Now, here are daily and monthly charts of the long bond, $USB (traded in futures markets as /ZB). We were on alert for a significant high around $150 because that would trigger a bearish "butterfly) Fibonacci pattern, and it also puts it at the top of a very long-term trendline. Sure, it could go higher theoretically, and if it got to $160 that would be another bearish butterfly level. But there are reasons to consider this may be "the top" unless something about the world economic situation really goes to pieces - who knows! Then again, if the financial situation fell apart, it's also quite possible that investors would not want US bonds either because there might be concerns about ability to repay in full ... so consider that ...! Meantime, for trading purposes, we are looking to $146 initially, and depending on what kind of bounce or more might occur from there, it could drop further to test $144 (another Fibonacci level), then 138, even 136.

While it's likely to bounce on the expected way down, the type of downtrend that may set in should create its own channel and we will look for how it reacts according to the markings I placed on these charts. (Notice I also drew a horizontal oval where there's an interesting gap that might get filled, further down and still above the most recent swing lows ... depending on if and when that gap is filled, it might even correspond to a new higher-low level for the big uptrending channel to test.

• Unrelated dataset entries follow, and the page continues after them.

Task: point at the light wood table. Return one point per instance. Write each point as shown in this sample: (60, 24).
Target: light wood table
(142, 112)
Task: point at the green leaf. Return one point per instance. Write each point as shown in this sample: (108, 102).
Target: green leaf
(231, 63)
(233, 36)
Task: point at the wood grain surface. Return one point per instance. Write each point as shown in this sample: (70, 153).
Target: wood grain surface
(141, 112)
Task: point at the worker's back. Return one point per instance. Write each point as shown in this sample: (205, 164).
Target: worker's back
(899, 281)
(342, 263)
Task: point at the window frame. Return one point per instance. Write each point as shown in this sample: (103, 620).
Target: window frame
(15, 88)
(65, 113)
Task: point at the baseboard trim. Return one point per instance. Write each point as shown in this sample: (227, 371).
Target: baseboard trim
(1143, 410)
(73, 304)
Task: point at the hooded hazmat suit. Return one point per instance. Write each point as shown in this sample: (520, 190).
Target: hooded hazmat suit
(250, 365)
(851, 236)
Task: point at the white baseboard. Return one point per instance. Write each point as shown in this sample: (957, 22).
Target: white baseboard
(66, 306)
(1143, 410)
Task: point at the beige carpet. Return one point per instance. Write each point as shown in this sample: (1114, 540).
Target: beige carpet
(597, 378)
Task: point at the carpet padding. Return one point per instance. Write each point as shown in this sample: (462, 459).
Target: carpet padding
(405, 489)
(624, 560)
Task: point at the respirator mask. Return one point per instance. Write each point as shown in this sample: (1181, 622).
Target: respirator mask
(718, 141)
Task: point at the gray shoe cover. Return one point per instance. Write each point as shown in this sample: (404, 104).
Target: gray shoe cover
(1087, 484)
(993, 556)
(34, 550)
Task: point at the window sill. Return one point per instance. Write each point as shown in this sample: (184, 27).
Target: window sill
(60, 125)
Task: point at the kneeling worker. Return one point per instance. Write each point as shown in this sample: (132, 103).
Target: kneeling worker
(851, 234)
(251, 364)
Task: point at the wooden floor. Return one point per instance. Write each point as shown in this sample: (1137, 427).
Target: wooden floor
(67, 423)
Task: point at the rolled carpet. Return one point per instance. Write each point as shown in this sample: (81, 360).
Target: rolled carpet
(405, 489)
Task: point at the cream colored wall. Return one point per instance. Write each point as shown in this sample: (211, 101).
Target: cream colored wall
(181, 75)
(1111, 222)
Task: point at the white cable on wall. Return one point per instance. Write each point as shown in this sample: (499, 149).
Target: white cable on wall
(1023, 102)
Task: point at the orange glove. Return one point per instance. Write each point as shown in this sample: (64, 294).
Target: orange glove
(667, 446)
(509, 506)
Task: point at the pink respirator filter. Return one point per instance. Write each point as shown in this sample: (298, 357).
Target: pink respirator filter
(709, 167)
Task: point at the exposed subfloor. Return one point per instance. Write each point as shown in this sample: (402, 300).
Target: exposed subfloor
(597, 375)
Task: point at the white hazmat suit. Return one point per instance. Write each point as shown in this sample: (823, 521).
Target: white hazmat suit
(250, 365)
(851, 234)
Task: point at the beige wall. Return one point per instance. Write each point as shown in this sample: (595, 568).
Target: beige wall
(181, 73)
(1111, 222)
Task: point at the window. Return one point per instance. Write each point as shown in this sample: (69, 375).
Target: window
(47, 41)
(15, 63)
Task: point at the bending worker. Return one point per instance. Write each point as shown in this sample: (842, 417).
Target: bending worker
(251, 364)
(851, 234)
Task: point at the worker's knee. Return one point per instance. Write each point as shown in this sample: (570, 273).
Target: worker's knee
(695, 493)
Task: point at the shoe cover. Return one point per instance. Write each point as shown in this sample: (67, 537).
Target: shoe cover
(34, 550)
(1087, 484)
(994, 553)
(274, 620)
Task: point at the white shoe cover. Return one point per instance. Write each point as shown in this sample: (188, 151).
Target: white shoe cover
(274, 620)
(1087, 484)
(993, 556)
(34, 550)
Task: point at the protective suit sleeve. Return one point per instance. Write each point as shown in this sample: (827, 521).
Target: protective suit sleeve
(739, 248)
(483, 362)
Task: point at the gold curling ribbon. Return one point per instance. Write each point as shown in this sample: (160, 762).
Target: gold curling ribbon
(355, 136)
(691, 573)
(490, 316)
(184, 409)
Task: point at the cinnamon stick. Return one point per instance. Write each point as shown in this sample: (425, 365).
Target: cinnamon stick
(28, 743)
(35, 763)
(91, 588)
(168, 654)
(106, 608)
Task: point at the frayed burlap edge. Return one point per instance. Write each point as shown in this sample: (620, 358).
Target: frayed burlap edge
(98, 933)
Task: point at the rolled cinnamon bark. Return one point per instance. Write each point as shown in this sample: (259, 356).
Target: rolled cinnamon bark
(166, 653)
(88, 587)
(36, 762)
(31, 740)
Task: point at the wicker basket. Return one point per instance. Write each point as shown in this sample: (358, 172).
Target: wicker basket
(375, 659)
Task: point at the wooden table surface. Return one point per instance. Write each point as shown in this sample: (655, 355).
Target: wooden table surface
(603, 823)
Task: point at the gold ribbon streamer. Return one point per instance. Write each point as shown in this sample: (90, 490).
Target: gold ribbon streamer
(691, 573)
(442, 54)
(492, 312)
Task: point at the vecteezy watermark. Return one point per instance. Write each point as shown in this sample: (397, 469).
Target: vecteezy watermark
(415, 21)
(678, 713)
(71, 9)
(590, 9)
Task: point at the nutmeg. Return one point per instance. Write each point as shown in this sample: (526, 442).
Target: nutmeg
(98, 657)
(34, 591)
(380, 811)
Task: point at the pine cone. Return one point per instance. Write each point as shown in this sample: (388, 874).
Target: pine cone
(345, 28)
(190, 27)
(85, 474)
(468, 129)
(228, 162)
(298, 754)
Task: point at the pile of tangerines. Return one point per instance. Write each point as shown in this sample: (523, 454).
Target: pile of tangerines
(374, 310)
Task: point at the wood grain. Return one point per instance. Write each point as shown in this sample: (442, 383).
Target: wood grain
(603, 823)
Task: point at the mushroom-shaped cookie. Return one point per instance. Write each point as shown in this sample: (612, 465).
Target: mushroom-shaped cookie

Eventually, the long-term uptrend channel is likely to give way, but that seems unlikely to happen this year.

Next are daily and monthly charts of the US dollar. You'll notice that among my markings are a .618 Fibonacci retrace on the monthly chart, which contained its rally and sent it back down again this past week. I consider this retrace level to be very significant, because it could send the dollar index back down around 61 - yes, significantly lower lows ... No guarantee of course, but don't discount the possibility. I base the potential projection to 61 partly on Fibonacci extension analysis, and partly on my understanding of the possible Elliott Wave context that may have the dollar consolidating before another wave down. Yes, so far it's just a consolidation - and could break higher OR lower. Maybe policymakers will have a hand in that. We'll just keep an eye on the charts. Since the level just tested is so close by, it's reasonable to look for it to descend further - and only if it breaks above that level, to change positions accordingly.

Investors and traders need to keep an eye on the dollar and use the levels marked on my charts as places to watch for support levels that are likely to be tested. If these support levels give way after being tested, then it's a matter of considering whether it indeed will weaken that far down. Again, it doesn't seem likely to happen this year, but we do need to observe how it moves from here - especially if it does move down quickly.